Secondo il portavoce della Federazione, Tonino Aceti, sussistono forti differenze tra le Regioni nei tempi e nelle modalità di recepimento del Piano. Il rappresentante delle Federazione delinea quindi la strategia da adottare per fare fronte al problema delle malattie croniche

Nel 2020 si stima che le malattie croniche rappresenteranno l’80% di tutte le patologie nel mondo. Tali patologie impegnano il 70-80% delle risorse sanitarie a livello mondiale. In Europa sono responsabili dell’86% di tutti i decessi e di una spesa sanitaria annua valutabile in 700 miliardi di euro. Nel nostro Paese, al 2017, le persone che ne soffrono sono circa 24 milioni, per una spesa complessiva di quasi 67 miliardi di euro.

L’Italia ha un Piano nazionale cronicità da settembre 2016.Tuttavia – denunciala Federazione nazionale degli Ordini delle professioni infermieristiche (FNOPI) – solo sedici Regioni lo hanno recepito. Cinque ancora non danno segnali di attenzione, mentre tra chi lo ha recepito solo quattro Regioni lo hanno fatto entro un anno.

Il portavoce della FNOPI, Tonino Aceti, ha effettuato un’analisi e una ricognizione sugli atti di recepimento

“La mancata/ritardata attuazione e/o l’attuazione a macchia di leopardo da parte delle Regioni, di leggi e/o atti di programmazione sanitaria nazionale già approvati –sottolinea Aceti – continua a rappresentare una tra le principali criticità dell’attuale governance del Servizio Sanitario Pubblico, che contribuisce a minare la fiducia dei cittadini nelle Istituzioni e ad aumentare le attuali disuguaglianze che già esistono tra le Regioni”.
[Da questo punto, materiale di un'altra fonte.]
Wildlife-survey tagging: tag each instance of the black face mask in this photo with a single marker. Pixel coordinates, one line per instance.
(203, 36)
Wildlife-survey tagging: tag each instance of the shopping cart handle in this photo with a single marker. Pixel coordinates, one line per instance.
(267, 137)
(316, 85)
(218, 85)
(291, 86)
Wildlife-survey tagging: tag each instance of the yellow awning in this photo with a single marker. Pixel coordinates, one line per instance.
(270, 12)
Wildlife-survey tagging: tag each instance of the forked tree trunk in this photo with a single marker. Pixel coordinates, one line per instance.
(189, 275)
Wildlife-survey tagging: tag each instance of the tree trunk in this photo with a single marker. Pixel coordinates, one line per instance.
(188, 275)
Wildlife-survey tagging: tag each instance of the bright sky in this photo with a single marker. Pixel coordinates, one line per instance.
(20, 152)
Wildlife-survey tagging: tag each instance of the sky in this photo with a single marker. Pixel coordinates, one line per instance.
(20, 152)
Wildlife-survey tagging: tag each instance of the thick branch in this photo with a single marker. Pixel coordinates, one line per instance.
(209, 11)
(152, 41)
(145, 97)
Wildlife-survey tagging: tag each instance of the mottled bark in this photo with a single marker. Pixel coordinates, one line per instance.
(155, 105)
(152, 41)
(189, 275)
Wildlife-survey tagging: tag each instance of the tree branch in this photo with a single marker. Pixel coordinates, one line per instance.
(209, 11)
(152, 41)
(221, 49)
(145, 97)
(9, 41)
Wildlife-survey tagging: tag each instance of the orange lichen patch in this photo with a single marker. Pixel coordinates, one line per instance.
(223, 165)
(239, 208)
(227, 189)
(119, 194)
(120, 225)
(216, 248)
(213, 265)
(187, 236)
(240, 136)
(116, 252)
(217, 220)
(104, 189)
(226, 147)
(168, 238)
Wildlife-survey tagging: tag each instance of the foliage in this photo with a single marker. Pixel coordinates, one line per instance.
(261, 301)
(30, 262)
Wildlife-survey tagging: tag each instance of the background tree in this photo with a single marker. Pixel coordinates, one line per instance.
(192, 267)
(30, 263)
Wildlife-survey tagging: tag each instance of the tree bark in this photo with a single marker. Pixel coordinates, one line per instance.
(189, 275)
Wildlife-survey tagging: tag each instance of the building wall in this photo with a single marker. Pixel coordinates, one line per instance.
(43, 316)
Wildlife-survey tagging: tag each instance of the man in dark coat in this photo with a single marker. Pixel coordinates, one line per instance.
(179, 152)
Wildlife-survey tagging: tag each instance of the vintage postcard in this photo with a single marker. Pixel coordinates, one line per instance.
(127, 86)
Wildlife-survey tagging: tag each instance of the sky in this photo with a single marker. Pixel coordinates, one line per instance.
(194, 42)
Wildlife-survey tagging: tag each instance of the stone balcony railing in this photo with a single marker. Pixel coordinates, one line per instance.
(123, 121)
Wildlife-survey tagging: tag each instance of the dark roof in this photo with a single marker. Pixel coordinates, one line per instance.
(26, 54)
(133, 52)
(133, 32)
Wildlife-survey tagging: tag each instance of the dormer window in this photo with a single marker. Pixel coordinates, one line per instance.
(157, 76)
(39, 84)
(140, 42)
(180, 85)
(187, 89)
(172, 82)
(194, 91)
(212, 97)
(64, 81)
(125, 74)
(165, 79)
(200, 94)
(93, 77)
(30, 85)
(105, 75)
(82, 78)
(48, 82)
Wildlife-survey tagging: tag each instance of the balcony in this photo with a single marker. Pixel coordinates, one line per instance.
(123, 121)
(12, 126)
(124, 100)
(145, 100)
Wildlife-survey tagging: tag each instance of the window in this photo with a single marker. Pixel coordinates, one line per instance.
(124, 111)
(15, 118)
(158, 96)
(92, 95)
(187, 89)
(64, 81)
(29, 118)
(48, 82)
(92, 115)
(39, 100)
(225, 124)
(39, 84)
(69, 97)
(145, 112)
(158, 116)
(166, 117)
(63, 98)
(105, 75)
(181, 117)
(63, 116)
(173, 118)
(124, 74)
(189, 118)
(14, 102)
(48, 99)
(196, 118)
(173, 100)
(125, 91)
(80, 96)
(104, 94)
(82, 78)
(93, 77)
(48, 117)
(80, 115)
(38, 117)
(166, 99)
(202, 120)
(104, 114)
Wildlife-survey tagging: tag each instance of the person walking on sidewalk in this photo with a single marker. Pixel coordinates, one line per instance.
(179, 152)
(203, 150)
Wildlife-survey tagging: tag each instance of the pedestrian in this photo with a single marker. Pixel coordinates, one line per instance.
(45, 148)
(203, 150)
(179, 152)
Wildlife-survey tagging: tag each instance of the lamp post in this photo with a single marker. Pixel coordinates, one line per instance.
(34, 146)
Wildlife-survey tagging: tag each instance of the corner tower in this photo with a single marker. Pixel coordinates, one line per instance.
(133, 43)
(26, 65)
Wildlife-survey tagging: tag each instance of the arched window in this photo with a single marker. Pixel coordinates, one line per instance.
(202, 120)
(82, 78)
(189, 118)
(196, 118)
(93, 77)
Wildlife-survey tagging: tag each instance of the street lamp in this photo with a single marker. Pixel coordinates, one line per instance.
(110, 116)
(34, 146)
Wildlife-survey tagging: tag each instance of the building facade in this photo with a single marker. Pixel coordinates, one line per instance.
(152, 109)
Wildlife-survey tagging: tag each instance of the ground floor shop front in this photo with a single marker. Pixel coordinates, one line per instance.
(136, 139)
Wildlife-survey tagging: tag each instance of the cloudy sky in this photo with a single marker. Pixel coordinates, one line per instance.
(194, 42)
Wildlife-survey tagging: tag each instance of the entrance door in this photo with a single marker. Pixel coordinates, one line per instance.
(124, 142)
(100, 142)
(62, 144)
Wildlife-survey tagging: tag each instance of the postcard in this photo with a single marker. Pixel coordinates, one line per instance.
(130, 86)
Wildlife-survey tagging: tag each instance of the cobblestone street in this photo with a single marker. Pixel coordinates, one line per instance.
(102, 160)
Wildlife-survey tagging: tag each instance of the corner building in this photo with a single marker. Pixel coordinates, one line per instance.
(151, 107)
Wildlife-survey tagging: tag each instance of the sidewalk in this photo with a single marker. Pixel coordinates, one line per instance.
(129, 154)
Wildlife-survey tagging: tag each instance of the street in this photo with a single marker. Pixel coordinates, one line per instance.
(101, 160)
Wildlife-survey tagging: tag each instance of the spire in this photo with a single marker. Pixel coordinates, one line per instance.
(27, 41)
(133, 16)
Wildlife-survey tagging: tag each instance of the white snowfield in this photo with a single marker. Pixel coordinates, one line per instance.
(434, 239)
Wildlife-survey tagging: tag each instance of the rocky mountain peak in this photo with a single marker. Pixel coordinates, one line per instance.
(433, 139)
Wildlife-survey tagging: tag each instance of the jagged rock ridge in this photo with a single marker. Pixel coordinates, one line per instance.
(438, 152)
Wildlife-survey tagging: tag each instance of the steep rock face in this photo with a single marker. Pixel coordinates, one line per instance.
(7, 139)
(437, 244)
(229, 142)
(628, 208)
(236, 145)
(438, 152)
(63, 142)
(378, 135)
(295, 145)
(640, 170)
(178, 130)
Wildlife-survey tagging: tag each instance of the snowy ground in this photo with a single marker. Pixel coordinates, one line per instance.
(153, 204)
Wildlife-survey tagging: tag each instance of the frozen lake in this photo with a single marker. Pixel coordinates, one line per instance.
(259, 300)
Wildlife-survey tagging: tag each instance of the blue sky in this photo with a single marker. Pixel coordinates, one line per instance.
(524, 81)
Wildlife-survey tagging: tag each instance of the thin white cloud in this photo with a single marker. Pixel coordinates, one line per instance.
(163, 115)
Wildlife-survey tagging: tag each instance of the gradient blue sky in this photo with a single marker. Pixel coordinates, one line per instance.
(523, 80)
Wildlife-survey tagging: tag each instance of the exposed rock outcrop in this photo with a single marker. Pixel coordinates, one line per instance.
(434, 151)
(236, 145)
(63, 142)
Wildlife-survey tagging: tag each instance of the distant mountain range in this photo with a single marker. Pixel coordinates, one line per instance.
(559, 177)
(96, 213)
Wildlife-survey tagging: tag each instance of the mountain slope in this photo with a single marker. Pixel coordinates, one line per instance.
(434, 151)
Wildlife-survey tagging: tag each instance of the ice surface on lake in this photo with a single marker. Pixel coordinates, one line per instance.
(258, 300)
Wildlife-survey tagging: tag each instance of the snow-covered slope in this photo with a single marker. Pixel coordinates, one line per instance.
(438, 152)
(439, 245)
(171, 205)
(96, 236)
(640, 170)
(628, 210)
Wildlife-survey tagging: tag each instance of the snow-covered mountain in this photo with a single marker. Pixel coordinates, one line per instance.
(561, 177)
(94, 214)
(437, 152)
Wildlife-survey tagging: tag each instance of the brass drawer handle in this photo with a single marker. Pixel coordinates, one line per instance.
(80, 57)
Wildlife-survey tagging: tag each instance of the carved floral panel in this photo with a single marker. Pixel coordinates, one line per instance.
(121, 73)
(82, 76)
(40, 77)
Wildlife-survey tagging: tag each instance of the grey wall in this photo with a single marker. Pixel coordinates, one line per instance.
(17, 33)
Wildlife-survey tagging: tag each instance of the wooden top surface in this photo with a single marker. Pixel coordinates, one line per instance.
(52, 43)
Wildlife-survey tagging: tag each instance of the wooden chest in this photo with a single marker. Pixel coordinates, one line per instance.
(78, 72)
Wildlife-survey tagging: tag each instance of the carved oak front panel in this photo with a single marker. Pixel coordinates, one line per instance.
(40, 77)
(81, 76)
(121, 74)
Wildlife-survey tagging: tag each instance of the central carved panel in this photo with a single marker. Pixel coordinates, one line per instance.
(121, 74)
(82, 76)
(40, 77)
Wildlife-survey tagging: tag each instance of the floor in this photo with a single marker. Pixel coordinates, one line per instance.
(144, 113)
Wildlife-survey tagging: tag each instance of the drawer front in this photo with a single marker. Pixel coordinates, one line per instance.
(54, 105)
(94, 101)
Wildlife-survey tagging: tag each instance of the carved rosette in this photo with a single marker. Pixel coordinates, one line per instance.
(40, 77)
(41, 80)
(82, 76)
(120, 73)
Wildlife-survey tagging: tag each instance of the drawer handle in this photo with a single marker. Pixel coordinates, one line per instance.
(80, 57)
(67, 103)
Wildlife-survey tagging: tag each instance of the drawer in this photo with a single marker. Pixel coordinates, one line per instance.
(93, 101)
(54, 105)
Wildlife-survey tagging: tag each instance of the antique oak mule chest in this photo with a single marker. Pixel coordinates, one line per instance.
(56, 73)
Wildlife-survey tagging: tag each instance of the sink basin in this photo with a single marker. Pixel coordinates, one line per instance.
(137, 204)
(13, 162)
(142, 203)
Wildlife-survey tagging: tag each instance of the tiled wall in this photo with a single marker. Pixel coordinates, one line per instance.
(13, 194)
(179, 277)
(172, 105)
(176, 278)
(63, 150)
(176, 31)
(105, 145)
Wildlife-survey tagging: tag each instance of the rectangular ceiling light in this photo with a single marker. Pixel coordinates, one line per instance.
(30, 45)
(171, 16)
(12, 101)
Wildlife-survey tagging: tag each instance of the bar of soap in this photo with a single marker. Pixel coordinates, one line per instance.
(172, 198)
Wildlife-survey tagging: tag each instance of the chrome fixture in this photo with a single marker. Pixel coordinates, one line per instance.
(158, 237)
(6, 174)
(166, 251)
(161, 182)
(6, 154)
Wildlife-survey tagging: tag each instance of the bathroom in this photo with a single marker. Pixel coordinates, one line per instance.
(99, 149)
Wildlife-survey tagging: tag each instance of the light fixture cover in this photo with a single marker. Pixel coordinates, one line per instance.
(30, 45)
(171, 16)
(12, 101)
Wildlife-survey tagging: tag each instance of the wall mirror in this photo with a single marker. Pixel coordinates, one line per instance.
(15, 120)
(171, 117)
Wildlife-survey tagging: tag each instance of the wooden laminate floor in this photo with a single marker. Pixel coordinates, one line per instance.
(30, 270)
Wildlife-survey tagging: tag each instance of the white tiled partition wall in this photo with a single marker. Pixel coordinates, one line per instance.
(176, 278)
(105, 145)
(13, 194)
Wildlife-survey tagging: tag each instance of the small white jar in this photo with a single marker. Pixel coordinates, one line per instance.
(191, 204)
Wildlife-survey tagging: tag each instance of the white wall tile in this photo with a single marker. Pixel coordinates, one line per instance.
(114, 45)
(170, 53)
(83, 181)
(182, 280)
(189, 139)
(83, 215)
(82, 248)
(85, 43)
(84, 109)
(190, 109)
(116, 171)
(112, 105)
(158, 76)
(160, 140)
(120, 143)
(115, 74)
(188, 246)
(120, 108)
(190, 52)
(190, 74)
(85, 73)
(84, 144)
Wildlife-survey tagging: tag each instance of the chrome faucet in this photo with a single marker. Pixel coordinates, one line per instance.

Le differenze riguardano sia i tempi di recepimento (dai 2 mesi della Puglia ai 33 mesi della Calabria) che le modalità. Ci sono, infatti, recepimenti puramente formali come ad esempio quello del Molise e recepimenti più sostanziali con strategie e azioni puntuali per attuare concretamente i contenuti e il modello del Piano Nazionale della Cronicità. È il caso del Piemonte, dell’Umbria e del Veneto che lo ha recepito direttamente all’interno del proprio Piano sociosanitario regionale 2019-2023.

Secondo Aceti ad aggravare questa situazione si aggiungono anche le pesanti carenze di personale, con particolare riguardo a quello infermieristico. Tra carenze ordinarie e straordinarie di Quota 100 e pensionamenti ordinari in Campania mancheranno 8.580 infermieri, in Calabria 3.516, in Sardegna e Sicilia rispettivamente 2.740 e 8.034 unità.

Il portavoce FNOPI indica quindi le azioni prioritarie per fare fronte a tale situazione.

A partire dal rafforzamento del ruolo del ministero della Salute di sostegno, coordinamento, indirizzo, verifica dei Lea nei confronti delle Regioni. Il tutto anche garantendo la certezza dell’attuazione tempestiva e concreta, in tutto il territorio nazionale, delle decisioni assunte a livello nazionale anche con Accordi tra lo Stato e le Regioni-

Aceti afferma poi la necessità di riconoscere il recepimento e l’attuazione sostanziale del Piano Nazionale delle Cronicità da parte delle Regioni come vero e proprio “adempimento Lea” oggetto di verifica da parte del Comitato nazionale e come indicatore da introdurre e verificare nel nuovo “Sistema nazionale di garanzia dei Lea”, che entrerà in vigore probabilmente nel 2020.

E ancora, nell’analisi si evidenzia l’esigenza di valorizzare e mettere a sistema su tutto il territorio nazionale la figura dell’infermiere di famiglia e di comunità. Ciò al fine di garantire l’attuazione efficace e reale del Piano nazionale della cronicità e di portare nelle case delle persone il Servizio Sanitario Pubblico.

Tra le priorità figura anche la realizzazione e approvazione di un provvedimento nazionale che definisca gli standard qualitativi, strutturali, tecnologici dei servizi sanitari territoriali da garantire a tutti i cittadini in tutte le aree del Paese, nelle grandi città, nei piccoli centri, nelle aree interne più disagiate.

Infine – conclude Aceti – occorre  garantire gli incrementi del Fondo Sanitario nazionale per gli anni 2020 e 2021 così come previsto nell’ultima Legge di Bilancio e accelerare sul nuovo Patto per la Salute.